Six sleepless nights later, Henry brewed his coffee extra strong. Hunched in extreme exhaustion, he loaded his truck with the usual tools and left to his latest project. A colonial style house on the corner of Grovewood and Ash, probably the home of a banker, Henry thought. Atop the roof, Henry and David secured shingle after shingle. Sun searing his neck, Henry squinted at his hands, then squeezed his eyes shut. The demonesque being struck again, the same terrifying grin as before. Losing his footing in shock, the contractor slipped, sliding down the the roof until his foot caught the gutter. Panting at the edge of the two story house, Henry lay face down, staring at the driftwood shingles, eyes wide open.
Another brush with the man behind Henry’s eyelids ended with the contractor’s beloved truck in a ditch, hubcap missing, and a reckless driving ticket. Sitting in his kitchen, Henry raised his eyelids with masking tape, wincing as he tacked it to his temple. Crescent shaped scars spanned all reachable skin. Henry’s hooded eyes burned from not blinking, but he resisted. Each blink brought the tuft haired devil closer, and Henry swore his next blink would be his last. Barricading himself behind safety pin thigh pricks and more caffeine than recommended, the contractor refused to see the man. His answering machine accumulated messages from Dave, the only person that Henry spoke to regularly. After a week however, the messages stopped, Dave relinquishing his worry, moving on. The safety pin pricks and scabs began to overlap, Henry creating and reopening wounds as the days wore on, eyes painfully open.

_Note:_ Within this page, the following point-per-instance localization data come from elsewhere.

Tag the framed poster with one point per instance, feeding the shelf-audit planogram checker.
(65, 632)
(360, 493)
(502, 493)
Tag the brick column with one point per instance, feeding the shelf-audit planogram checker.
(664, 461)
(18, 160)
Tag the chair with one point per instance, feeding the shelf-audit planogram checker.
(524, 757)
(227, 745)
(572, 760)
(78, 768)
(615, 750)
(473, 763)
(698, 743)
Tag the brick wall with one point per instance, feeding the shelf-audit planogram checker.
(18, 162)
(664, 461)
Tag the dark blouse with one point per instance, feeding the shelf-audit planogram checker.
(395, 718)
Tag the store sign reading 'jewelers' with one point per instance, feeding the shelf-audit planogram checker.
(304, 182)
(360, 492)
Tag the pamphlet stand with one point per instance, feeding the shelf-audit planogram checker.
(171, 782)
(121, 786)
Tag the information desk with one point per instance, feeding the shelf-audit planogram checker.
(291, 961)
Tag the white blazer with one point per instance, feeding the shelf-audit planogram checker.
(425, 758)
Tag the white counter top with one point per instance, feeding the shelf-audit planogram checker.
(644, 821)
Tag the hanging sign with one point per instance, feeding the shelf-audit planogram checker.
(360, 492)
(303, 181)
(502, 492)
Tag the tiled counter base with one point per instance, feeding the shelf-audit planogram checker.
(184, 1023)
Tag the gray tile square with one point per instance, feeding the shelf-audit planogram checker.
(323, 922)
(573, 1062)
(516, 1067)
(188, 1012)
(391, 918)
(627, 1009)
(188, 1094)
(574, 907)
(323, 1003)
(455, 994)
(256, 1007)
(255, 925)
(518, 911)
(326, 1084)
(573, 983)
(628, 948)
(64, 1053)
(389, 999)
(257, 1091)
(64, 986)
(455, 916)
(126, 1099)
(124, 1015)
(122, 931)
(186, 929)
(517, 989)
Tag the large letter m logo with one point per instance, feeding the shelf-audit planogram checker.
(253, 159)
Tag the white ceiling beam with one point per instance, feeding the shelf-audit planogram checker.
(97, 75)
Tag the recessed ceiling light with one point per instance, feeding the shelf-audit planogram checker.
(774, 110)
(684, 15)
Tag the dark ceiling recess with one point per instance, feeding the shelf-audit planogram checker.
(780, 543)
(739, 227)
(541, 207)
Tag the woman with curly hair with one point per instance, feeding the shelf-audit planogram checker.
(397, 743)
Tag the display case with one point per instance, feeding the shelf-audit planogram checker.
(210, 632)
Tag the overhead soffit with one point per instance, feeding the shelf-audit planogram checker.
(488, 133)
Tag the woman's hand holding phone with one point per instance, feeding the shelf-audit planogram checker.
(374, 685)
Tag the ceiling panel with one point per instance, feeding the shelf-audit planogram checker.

3 At three a.m. on one Tuesday morning, Henry lay in bed for the first time in weeks. He crossed his fingers, sighed, and removed the layers of medical tape splayed across his forehead, peeling pieces from his eyelashes carefully as to not rip the frail skin that had dried days before. As soon as Henry reached his pillow, his eyes closed, snoring, and the rotting smile crept over his eyeball into Henry’s line of vision, smirk evident on the blistering and torn lips of the grey skinned terror. The man lunged. Henry, paralyzed in fear, lay still and silent like the corpse he would become seconds later.
Wednesday’s paper sat on Henry’s front step, never making it past the front door. Even if the contractor missed the headline that morning, the rest of the town read it grimly. Local Contractor Found Dead, Adds To Growing List of Unexplainable Deaths.